An abuser can use guilt as a means of control. Most people are concerned about things such as reputation, moral standing, good character. This is because most people are fundamentally decent. These are all good traits. However the more they try to be a moral person, the more culpable they can be to guilt. If someone self-reflective and sensitive is told they have done something wrong, they tend to take that criticism on. The feeling of having done wrong hits before rational thinking can consider what has happened. The good person can find themselves in a mire of guilt without knowing how they ended up there. This is why an abuser can use false accusations and false wounds as a means of power. They strike with the guilt card, the full extent of the blow is only revealed later.

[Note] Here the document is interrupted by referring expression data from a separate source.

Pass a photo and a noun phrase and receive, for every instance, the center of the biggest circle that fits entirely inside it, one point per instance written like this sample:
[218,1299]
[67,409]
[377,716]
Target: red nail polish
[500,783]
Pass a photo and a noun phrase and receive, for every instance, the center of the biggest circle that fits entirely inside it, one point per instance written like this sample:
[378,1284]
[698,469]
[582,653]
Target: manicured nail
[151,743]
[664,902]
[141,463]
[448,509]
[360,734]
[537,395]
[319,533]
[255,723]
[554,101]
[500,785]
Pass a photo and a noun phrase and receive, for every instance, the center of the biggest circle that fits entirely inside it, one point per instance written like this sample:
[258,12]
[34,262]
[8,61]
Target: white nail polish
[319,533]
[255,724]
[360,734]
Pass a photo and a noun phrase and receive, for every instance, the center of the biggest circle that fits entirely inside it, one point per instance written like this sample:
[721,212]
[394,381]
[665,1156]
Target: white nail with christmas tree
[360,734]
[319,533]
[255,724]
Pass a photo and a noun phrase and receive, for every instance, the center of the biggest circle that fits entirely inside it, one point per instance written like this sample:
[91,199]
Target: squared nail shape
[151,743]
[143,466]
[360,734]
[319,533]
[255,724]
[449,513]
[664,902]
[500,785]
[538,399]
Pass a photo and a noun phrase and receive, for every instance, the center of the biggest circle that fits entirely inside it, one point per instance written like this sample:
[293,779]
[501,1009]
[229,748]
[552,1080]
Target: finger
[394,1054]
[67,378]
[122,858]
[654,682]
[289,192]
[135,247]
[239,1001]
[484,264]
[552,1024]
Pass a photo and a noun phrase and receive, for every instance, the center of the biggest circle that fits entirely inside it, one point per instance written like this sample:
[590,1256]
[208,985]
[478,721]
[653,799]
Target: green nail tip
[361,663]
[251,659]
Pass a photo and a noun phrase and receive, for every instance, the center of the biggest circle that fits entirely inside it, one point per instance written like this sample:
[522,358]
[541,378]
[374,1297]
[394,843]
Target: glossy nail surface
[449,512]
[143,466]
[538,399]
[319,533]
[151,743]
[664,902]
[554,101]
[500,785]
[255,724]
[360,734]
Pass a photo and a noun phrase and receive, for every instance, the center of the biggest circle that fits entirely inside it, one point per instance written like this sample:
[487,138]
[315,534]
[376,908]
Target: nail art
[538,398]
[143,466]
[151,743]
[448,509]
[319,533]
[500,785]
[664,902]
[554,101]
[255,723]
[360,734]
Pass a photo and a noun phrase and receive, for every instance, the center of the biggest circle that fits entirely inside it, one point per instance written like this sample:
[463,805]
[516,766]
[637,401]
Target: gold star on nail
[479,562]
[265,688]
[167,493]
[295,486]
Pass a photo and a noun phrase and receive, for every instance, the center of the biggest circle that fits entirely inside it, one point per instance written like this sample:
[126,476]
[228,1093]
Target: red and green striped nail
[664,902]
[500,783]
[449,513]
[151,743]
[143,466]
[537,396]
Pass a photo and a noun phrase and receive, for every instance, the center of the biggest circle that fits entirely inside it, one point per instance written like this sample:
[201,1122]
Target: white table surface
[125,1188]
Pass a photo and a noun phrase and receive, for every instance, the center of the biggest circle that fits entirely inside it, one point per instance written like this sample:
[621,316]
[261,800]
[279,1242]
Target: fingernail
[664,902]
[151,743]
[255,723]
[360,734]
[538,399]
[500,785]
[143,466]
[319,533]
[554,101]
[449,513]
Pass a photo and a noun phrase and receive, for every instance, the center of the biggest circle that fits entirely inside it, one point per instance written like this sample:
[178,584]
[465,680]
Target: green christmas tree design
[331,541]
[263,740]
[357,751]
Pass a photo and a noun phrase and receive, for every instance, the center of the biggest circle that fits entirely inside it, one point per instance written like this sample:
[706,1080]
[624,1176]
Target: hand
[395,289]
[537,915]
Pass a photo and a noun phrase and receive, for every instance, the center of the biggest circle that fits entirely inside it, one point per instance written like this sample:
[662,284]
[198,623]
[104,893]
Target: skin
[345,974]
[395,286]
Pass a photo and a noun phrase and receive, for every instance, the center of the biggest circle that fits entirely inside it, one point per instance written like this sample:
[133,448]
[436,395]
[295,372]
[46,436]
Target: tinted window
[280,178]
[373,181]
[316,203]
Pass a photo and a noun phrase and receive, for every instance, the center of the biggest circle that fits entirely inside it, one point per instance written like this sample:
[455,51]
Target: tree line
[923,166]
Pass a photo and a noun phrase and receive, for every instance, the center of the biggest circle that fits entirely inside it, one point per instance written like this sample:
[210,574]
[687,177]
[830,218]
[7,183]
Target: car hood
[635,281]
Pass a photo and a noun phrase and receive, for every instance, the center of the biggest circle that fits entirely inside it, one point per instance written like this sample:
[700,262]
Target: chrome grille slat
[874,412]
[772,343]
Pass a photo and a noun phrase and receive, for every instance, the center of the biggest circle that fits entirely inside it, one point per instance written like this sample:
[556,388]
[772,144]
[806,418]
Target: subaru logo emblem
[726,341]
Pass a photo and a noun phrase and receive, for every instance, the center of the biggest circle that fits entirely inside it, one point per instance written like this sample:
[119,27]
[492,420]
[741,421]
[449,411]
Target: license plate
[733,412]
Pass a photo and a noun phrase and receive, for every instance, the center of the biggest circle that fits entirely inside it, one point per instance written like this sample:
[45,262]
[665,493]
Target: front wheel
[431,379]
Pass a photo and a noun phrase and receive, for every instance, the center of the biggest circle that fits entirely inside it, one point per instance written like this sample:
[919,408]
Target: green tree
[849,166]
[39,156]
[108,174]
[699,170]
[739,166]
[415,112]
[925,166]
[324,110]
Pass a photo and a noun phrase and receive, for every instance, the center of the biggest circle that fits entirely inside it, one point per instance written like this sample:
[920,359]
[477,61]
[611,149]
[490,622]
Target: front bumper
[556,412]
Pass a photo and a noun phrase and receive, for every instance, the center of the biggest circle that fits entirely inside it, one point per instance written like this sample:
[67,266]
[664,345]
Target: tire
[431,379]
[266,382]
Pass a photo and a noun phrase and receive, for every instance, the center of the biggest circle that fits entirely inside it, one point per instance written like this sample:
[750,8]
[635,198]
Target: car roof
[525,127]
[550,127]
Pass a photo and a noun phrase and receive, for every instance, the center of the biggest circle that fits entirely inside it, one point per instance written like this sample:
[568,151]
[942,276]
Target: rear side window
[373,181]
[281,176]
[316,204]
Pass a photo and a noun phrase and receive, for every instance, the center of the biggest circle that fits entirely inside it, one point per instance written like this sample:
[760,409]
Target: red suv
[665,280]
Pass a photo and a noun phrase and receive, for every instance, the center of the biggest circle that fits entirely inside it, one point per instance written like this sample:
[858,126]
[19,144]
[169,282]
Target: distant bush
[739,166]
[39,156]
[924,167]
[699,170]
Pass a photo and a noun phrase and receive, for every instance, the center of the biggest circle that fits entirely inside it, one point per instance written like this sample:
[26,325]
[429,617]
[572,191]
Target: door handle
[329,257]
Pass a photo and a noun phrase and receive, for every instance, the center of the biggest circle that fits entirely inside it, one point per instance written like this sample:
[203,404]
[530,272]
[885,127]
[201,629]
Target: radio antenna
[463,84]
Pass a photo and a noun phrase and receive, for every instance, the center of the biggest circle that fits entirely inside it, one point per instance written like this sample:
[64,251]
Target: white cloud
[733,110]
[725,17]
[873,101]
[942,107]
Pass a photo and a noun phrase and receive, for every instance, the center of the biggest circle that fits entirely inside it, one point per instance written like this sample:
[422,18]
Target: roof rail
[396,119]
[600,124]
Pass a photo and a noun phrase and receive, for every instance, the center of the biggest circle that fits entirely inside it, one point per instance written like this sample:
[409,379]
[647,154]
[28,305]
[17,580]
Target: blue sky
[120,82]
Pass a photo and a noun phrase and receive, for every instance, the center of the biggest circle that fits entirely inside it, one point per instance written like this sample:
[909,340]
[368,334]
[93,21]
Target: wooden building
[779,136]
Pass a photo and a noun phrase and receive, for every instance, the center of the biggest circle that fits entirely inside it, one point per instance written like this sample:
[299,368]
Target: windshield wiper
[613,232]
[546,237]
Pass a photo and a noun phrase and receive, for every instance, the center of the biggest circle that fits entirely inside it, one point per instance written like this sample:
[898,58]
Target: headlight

Taking on a lot of guilt makes us limp, overly self-obsessed and prone to being harmed. Feeling guilty is not a sign of moral character or virtue. Guilt means one feels one has transgressed upon a rule. When that rule is something obscene (such as no sex before marriage or thou shalt not question thy abuser), then that guilt reinforces the obscenity. Guilt is a trap, set in the mind of the abused, trained to snare themselves. Soon they are tip-toeing around their own thoughts. Being able to challenge guilt, to hold it in your hand, turn it to and fro and consider it in the light of day, is essential to avoiding falling into this abuse trap.
Guilt can give people a sense of false duty. For instance, an abuser whining about the impact it would have upon him if he was “abandoned”, can put into the heart of the abused a sense of guilt. ‘If only I had stuck with it and changed him!’ This duty is the morality of an abuser, forced into the mind of the abused through manipulation of their good character.
Obscene rules and expectations are planted in the minds of good people as surely as the moon controls the tides. Being able to challenge these rules and expectations we can see how we are being manipulated. Feeling no guilt for upsetting abusive people and their obscene, violent power-hierarchies, we can move away from them easier. That may mean moving into a void – obscene rules for all their evil are still familiar. This is a leap of faith that is most necessary; a journey down an unknown path that leads to liberty. We have to trust that the void, if it is there, will be filled.
If you want to feel guilty about something, try starting with guilt for letting yourself down first. Then abandon that guilt, because little productive is done in it’s name.
We should love ourselves and other worthy people not from a fear of guilt, but as a good in itself. This is a much healthier love, a positive love.
Defy those guilt-inducing rules inside you. Despoil those temples of patriarchy and hierarchy and evil. The truly sacred then awaits you.